Frequently Asked Questions (FAQs) about Handling Collections of Aggregate Roots

What is an Aggregate Root in Domain-Driven Design?

In Domain-Driven Design (DDD), an Aggregate Root is a cluster of associated objects that are treated as a single unit. These objects are bound together by a root entity, also known as the Aggregate Root. The Aggregate Root maintains the consistency of changes being made within the aggregate by forbidding external objects from holding references to its members.

How does an Aggregate Root differ from regular entities?

The main difference between an Aggregate Root and regular entities lies in their responsibilities. While regular entities encapsulate behavior and state, an Aggregate Root additionally ensures the integrity of the entire aggregate by controlling access to its members. It’s the only member of the aggregate that outside objects are allowed to hold references to.

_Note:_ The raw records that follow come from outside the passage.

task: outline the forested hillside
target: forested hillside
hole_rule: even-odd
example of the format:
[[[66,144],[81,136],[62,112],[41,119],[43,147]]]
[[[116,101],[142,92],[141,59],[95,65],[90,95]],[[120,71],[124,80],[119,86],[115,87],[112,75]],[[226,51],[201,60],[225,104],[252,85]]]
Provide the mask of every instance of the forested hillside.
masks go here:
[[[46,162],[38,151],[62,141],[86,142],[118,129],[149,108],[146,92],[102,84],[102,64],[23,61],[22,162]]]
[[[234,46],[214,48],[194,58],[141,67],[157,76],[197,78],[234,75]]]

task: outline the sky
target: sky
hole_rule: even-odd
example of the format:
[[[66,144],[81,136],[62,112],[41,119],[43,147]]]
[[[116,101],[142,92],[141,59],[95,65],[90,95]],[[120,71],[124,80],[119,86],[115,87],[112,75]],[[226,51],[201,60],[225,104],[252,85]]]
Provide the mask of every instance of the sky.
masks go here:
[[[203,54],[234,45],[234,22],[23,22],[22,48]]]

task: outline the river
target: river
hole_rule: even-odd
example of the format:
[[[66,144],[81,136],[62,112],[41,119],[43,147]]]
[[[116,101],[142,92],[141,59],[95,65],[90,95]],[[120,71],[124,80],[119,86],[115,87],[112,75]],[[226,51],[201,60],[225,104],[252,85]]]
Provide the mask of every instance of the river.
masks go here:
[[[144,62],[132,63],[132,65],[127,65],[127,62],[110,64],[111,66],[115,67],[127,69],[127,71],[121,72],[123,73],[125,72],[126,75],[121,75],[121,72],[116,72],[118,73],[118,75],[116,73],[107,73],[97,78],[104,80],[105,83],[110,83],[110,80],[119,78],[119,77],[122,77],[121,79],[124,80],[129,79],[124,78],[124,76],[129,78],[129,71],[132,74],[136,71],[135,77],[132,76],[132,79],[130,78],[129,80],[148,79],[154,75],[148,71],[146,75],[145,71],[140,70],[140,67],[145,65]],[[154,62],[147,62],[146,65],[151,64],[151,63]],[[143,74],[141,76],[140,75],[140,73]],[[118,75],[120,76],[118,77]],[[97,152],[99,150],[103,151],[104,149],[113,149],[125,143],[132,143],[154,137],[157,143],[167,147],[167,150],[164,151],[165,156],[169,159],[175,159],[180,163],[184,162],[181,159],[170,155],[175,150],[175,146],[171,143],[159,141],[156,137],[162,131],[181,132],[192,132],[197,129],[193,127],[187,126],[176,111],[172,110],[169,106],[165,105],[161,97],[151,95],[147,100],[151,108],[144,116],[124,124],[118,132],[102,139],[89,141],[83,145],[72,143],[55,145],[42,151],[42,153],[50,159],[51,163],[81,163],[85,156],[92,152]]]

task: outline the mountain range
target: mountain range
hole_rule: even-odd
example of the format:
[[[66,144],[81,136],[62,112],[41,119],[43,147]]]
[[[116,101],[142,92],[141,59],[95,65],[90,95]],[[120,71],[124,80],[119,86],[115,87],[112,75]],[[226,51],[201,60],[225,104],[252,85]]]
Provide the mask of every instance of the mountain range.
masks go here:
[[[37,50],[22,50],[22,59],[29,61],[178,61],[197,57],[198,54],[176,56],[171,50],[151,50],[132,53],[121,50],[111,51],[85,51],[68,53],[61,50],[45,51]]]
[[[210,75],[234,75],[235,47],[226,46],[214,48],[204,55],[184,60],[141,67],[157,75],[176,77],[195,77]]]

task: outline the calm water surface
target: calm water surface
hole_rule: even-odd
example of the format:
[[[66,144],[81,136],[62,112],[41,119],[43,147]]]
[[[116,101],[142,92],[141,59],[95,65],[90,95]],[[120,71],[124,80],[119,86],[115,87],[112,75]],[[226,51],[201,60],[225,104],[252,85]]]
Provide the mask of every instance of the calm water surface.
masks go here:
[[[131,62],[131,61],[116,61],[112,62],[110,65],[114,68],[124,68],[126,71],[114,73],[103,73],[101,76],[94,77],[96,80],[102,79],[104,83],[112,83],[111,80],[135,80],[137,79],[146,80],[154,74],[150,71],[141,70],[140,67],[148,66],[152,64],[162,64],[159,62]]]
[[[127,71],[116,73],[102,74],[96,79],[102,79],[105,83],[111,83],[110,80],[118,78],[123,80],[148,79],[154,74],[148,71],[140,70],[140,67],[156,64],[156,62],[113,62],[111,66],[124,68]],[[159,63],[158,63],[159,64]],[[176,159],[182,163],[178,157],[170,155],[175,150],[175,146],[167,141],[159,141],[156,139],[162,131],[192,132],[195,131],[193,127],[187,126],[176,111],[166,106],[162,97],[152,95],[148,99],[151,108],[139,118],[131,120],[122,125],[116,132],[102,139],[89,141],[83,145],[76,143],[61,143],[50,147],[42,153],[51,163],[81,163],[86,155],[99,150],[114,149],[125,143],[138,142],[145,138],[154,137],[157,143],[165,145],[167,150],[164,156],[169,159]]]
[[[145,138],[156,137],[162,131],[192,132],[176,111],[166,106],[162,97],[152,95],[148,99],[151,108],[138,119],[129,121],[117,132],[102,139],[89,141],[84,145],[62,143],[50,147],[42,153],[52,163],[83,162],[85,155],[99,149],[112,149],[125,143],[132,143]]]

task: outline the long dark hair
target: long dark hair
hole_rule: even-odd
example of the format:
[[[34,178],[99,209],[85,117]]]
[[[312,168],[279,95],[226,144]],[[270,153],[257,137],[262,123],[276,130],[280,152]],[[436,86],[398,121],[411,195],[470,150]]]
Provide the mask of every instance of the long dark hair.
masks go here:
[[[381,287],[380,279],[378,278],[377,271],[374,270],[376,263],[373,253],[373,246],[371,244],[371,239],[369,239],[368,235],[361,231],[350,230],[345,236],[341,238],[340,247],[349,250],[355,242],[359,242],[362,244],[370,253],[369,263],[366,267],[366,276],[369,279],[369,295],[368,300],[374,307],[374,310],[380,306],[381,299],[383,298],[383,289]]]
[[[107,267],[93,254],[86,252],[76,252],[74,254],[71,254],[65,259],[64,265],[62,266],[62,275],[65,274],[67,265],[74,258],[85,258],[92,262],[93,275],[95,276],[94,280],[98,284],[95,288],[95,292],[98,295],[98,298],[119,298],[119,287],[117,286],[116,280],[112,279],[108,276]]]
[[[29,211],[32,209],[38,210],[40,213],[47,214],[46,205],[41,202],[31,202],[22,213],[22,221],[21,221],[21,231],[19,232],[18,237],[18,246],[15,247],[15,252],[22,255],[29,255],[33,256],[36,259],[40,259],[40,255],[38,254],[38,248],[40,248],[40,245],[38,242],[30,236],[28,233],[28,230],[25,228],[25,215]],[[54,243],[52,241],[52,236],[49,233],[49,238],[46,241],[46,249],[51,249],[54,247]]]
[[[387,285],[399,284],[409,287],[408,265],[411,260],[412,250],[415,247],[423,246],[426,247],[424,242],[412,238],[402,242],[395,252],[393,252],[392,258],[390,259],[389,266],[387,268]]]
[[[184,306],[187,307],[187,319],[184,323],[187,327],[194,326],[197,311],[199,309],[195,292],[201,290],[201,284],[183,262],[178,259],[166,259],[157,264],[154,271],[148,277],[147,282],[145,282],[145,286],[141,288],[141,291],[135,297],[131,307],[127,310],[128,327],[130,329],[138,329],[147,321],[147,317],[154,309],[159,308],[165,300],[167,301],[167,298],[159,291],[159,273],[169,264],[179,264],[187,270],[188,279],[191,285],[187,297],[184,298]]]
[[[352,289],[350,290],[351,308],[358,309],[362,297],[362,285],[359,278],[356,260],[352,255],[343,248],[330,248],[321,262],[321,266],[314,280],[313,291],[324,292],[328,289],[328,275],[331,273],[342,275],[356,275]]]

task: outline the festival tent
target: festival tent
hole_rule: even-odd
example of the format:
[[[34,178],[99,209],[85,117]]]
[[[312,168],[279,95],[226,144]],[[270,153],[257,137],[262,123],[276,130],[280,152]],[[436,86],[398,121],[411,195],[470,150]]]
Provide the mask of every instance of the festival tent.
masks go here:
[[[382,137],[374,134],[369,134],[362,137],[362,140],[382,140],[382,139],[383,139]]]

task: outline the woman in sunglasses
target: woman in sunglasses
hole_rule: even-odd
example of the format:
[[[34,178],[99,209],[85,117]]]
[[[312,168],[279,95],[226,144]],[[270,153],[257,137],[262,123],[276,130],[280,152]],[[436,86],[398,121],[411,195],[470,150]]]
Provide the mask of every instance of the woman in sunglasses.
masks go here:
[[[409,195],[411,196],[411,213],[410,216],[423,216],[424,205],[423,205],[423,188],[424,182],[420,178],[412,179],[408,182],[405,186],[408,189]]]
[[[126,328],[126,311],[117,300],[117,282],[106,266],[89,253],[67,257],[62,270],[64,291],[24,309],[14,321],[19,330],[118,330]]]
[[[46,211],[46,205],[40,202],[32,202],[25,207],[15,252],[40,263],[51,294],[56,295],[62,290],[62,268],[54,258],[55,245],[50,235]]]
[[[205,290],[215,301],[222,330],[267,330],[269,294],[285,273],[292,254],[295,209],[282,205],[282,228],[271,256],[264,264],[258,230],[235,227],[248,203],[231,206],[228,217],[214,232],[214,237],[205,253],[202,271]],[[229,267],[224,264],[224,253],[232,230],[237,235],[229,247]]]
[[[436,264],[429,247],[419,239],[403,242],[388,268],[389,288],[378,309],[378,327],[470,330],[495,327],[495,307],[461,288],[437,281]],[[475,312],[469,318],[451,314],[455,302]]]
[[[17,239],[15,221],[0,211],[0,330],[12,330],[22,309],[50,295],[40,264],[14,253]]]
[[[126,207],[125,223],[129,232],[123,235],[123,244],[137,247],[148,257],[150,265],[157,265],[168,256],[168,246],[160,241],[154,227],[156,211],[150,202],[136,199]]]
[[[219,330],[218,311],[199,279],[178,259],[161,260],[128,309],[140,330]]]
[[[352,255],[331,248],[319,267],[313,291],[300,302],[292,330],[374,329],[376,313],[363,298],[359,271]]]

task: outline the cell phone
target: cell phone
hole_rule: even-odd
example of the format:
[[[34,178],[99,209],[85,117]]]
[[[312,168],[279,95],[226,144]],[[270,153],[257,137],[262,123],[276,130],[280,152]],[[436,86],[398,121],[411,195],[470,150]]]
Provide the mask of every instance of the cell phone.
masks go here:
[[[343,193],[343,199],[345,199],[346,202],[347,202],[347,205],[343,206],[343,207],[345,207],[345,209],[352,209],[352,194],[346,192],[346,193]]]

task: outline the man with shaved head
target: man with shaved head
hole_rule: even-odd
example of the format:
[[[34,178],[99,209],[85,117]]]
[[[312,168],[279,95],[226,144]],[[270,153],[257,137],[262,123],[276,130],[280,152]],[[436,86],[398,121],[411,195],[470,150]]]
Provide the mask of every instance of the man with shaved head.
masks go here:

How do I identify an Aggregate Root in my domain model?

Identifying an Aggregate Root requires a deep understanding of the business domain. It’s typically a high-level entity that has a global identity and encapsulates other entities and value objects. For example, in an e-commerce domain, an Order could be an Aggregate Root that encapsulates line items and shipping information.

How should I handle collections of Aggregate Roots?

Handling collections of Aggregate Roots can be challenging. It’s important to remember that each Aggregate Root is a consistency boundary, so changes to one should not affect others. Therefore, when dealing with collections, it’s often best to load and persist each Aggregate Root separately to maintain consistency.

Can an Aggregate Root reference another Aggregate Root?

Yes, an Aggregate Root can reference another Aggregate Root, but it should do so by identity only. This means it should not hold a direct reference to the other Aggregate Root object, but rather its ID. This helps to maintain the consistency boundary of each Aggregate Root.

How does an Aggregate Root relate to a Repository in DDD?

In DDD, a Repository provides methods to retrieve and store Aggregate Roots. It abstracts the underlying storage mechanism, allowing the domain model to remain ignorant of the details of data persistence. Each Aggregate Root typically has its own Repository.

What is the role of an Aggregate Root in enforcing business rules?

An Aggregate Root plays a crucial role in enforcing business rules. It ensures that all changes to the aggregate leave it in a valid state. This means that any business rule that spans multiple entities or value objects should be enforced by the Aggregate Root.

How does an Aggregate Root contribute to reducing complexity in a domain model?

By acting as a consistency boundary and controlling access to its members, an Aggregate Root helps to reduce complexity in a domain model. It simplifies the model by providing a single point of interaction for each aggregate, making it easier to reason about the system.

Can an Aggregate Root be part of more than one aggregate?

No, an Aggregate Root should not be part of more than one aggregate. This would violate the consistency boundary of the aggregates and could lead to inconsistencies in the domain model.

How should I handle concurrency issues with Aggregate Roots?

Concurrency issues with Aggregate Roots can be handled using various strategies, such as optimistic locking or pessimistic locking. The choice of strategy depends on the specific requirements of your application and the nature of the concurrency issues you are facing.